Key to the Eleventh Circuit’s holding is its rejection of the “nexus” standard adopted by the Ninth Circuit in the 2019 decision of Robles v. Domino’s Pizza, which deems websites and mobile apps places of public accommodation when they have a nexus to a brick-and-mortar store. The Eleventh Circuit opined there is “no basis for [the nexus standard] in the statute or in our precedent,” criticizing Robles as neither factually nor legally persuasive. The Winn-Dixie decision also departs from rulings in district courts in several other circuits, which consider websites to be places of public accommodation even without any nexus to a physical location. See, e.g., Nat’l Ass’n of the Deaf v. Netflix, Inc., 869 F.Supp.2d 196, 200–02 (D. Mass. 2012) (concluding that Netflix’s on-demand service website is a place of public accommodation even though its services are accessed exclusively in the home); Andrews v. Blick Art Materials, LLC, 268 F. Supp. 3d 381, 385 (E.D.N.Y. 2017) (“A rigid adherence to a physical nexus requirement leaves potholes of discrimination in what would otherwise be a smooth road to integration.”); Gniewkowski v. Lettuce Entertain You Enterprises, Inc., 251 F. Supp. 3d 908, 917 (W.D. Pa. 2017) (website constituted place of public accommodation under the ADA without requiring nexus to physical location).
While the Eleventh Circuit’s broad rejection of websites as a place of public accommodation is significant, the Winn-Dixie decision may be narrow, however, on the “intangible barrier” front because the website at issue did not offer any sales directly through the site. This leaves open the question of whether the Eleventh Circuit would deem websites that function as points of sale potential intangible barriers for individuals with visual impairments.

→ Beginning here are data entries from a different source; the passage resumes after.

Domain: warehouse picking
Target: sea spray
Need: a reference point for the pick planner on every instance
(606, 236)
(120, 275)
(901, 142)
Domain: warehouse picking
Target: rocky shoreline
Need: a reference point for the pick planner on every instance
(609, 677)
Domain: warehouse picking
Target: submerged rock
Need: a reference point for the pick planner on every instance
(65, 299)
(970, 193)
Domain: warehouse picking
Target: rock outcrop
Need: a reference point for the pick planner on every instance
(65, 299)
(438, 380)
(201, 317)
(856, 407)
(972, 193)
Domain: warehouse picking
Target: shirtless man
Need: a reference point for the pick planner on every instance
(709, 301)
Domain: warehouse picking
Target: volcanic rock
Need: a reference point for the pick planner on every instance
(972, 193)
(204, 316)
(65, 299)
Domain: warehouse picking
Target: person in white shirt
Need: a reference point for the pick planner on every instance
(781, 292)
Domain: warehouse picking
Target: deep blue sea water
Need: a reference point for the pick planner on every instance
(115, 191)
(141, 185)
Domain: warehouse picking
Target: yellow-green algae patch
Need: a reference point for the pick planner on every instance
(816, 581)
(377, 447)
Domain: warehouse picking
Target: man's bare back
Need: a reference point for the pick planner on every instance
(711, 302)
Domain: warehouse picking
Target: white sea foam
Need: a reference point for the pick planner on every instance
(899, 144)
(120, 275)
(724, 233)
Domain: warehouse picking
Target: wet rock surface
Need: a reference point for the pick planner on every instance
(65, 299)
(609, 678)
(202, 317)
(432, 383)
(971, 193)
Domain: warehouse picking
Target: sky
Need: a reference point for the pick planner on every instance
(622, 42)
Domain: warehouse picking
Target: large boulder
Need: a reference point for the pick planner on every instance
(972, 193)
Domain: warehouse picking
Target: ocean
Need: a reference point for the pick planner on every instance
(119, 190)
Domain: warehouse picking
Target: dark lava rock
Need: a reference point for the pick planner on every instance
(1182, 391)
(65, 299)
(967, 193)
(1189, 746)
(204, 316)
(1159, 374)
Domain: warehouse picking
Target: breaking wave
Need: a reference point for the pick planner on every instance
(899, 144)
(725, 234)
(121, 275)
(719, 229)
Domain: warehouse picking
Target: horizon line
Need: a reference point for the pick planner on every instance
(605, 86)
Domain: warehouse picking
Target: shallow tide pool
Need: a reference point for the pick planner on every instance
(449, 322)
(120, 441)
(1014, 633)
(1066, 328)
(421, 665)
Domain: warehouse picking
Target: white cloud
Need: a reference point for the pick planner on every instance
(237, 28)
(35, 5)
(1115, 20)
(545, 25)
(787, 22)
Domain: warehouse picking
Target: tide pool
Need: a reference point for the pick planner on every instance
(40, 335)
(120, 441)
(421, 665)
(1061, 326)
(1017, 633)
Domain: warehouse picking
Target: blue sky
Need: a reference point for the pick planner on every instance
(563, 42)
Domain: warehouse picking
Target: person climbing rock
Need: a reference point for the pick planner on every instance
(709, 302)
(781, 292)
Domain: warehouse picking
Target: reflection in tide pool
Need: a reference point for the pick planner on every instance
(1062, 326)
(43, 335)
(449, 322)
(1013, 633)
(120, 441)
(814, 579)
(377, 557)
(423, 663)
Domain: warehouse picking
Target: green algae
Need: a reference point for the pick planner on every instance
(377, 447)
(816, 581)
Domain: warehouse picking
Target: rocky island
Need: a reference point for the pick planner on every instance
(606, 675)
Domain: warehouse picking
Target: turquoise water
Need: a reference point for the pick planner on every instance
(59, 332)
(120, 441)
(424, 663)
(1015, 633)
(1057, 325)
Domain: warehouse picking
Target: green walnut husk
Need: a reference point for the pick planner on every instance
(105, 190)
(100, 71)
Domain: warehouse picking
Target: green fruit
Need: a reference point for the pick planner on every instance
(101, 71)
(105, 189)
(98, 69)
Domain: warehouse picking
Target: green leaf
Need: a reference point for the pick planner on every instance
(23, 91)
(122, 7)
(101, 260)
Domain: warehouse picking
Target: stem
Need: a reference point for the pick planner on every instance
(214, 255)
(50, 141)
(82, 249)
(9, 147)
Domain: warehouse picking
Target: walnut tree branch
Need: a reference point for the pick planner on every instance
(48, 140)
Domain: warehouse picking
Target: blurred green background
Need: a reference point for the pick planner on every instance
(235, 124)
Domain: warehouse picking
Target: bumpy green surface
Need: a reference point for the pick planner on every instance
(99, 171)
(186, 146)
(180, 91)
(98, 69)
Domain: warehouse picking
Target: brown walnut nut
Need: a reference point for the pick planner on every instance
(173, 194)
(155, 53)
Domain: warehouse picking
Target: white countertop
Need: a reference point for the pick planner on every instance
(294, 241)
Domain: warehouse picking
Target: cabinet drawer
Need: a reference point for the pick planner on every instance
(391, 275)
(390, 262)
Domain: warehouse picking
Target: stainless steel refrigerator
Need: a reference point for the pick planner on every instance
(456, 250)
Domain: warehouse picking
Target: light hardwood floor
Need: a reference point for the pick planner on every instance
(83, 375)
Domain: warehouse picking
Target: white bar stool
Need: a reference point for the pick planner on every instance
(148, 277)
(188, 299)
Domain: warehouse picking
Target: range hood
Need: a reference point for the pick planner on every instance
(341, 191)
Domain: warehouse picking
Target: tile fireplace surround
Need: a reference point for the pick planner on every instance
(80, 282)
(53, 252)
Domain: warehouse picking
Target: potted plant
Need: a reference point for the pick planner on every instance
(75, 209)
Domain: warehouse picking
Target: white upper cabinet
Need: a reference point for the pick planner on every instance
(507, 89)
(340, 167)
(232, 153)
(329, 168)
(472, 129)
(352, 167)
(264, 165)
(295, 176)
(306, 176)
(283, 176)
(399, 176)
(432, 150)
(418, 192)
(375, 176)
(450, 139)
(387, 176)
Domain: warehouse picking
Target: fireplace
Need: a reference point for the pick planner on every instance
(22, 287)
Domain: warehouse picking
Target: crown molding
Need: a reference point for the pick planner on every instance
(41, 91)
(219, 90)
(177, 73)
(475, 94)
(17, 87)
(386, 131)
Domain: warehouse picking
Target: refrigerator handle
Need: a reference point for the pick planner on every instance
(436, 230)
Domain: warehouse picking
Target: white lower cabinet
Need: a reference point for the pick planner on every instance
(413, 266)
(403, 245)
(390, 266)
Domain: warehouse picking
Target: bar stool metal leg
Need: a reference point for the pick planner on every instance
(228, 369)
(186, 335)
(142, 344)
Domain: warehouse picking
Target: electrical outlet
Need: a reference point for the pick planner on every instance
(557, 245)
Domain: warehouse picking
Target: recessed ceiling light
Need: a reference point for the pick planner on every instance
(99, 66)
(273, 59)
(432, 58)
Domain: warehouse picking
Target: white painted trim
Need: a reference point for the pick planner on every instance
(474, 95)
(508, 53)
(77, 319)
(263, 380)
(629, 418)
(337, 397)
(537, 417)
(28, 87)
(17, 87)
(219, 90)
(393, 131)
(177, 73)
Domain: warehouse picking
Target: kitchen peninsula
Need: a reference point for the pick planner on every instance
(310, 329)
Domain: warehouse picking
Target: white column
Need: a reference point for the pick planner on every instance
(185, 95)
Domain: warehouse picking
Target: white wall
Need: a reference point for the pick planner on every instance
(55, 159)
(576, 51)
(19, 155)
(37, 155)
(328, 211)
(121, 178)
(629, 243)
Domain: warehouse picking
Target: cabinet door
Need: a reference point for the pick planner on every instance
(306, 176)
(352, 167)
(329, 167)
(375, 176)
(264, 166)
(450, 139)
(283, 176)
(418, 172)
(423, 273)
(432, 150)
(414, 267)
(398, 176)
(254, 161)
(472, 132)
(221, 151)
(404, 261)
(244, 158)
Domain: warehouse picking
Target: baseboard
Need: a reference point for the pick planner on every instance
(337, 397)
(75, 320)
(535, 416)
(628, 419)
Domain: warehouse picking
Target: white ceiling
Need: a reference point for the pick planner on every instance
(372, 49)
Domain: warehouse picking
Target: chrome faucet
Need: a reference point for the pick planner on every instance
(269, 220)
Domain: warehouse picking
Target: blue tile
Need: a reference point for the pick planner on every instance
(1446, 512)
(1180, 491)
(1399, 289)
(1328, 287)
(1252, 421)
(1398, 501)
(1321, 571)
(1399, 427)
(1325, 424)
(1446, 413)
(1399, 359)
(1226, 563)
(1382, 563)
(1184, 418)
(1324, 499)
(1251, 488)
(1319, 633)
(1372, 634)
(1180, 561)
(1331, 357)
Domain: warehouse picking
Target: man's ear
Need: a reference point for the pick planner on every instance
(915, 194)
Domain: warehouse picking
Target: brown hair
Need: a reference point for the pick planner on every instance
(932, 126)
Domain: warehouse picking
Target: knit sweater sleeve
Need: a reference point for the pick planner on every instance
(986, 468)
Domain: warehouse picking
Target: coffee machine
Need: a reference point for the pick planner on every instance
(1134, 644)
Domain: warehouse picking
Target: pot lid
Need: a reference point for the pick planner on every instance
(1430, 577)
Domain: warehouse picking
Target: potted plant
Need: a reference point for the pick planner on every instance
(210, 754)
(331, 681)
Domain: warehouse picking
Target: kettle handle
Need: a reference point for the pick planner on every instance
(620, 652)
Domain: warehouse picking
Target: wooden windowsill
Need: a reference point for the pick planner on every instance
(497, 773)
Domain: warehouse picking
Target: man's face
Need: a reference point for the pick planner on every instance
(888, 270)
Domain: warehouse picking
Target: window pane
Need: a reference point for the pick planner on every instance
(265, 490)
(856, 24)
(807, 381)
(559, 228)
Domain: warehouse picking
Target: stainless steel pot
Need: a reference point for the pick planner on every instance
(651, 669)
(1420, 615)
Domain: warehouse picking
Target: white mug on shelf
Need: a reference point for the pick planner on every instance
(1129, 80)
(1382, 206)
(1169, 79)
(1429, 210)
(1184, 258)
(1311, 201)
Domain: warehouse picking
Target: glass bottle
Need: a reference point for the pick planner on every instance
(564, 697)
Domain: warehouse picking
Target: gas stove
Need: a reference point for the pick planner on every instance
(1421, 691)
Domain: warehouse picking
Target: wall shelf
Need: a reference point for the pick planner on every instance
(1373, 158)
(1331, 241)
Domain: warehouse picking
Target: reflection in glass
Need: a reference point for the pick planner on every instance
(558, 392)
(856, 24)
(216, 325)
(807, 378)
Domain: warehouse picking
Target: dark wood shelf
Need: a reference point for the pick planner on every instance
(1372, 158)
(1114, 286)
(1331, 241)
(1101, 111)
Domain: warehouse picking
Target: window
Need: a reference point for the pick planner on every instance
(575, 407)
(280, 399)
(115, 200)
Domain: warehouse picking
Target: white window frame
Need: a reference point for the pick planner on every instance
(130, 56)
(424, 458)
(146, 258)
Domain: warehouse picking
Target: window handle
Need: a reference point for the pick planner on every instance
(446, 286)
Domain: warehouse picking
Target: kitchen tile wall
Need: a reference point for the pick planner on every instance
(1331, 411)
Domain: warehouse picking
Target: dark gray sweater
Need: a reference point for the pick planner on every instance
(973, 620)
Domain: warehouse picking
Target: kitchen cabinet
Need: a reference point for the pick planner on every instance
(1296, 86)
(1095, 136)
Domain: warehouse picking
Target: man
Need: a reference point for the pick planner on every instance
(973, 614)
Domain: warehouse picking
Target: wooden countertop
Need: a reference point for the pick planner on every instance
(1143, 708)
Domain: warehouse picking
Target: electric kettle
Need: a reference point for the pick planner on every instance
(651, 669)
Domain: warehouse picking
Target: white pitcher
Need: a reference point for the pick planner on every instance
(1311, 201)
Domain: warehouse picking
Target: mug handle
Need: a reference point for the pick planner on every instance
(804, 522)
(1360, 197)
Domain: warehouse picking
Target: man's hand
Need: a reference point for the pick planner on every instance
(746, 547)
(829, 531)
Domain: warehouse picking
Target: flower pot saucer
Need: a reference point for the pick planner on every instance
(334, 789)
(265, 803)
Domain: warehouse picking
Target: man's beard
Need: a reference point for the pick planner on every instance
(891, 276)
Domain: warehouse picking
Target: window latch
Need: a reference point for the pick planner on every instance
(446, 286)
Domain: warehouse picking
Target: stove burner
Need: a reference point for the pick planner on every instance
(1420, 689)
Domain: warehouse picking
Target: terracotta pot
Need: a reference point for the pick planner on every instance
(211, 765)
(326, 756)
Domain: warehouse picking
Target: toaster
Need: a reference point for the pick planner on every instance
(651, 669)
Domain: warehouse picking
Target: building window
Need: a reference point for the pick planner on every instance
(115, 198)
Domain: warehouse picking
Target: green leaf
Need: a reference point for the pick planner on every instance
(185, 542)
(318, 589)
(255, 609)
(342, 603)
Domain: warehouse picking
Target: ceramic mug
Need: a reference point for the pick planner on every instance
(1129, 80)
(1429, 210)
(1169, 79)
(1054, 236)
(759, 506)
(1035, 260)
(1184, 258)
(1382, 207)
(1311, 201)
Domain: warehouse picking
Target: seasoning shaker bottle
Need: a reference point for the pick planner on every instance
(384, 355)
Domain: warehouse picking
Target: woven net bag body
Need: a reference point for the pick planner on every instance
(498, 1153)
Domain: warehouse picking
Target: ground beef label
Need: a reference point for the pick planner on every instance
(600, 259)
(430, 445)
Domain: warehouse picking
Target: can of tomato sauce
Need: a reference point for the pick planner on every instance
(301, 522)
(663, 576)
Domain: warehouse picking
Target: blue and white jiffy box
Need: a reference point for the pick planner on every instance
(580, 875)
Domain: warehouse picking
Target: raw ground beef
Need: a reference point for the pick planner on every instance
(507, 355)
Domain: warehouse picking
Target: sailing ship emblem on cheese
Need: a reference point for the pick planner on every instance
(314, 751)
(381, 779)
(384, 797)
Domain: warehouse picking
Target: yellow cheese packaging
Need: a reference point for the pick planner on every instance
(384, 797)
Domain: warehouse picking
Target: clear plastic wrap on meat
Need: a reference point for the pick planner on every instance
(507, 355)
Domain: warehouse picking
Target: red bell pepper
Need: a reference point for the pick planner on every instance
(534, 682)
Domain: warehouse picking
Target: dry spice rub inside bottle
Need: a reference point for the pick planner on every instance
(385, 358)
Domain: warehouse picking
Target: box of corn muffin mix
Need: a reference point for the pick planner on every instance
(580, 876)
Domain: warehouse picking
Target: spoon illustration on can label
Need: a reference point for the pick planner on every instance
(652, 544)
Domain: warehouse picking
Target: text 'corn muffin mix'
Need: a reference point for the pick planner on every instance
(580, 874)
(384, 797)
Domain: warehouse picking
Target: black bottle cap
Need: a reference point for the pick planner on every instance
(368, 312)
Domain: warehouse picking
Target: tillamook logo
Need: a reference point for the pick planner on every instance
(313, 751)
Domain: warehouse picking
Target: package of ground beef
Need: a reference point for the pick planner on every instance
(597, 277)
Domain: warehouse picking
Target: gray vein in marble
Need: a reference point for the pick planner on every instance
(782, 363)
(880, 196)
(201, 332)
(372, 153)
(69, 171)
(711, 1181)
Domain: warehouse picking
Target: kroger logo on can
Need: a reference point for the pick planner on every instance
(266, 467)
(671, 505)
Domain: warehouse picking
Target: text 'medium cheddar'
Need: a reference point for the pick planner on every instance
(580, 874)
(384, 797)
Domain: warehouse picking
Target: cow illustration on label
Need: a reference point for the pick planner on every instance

How long the Winn-Dixie decision will stand remains to be seen. We predict that the plaintiff will file a petition for rehearing en banc, given the strongly worded dissent and the fact that one of the judges in the 2-1 majority was District Court Judge Danny C. Reeves from the Eastern District of Kentucky sitting by designation. If the decision is affirmed en banc, then a petition for writ of certiorari to the U.S. Supreme Court is likely to follow in light of the circuit split. Currently, the Third, Sixth, and Eleventh Circuits interpret Title III of the ADA as applying to physical places of accommodation, while the First, Seventh, and Ninth Circuits have expanded the statute’s reach to websites. Until then, the plaintiffs’ bar can be expected to continue its onslaught of website accessibility litigation in friendlier circuits.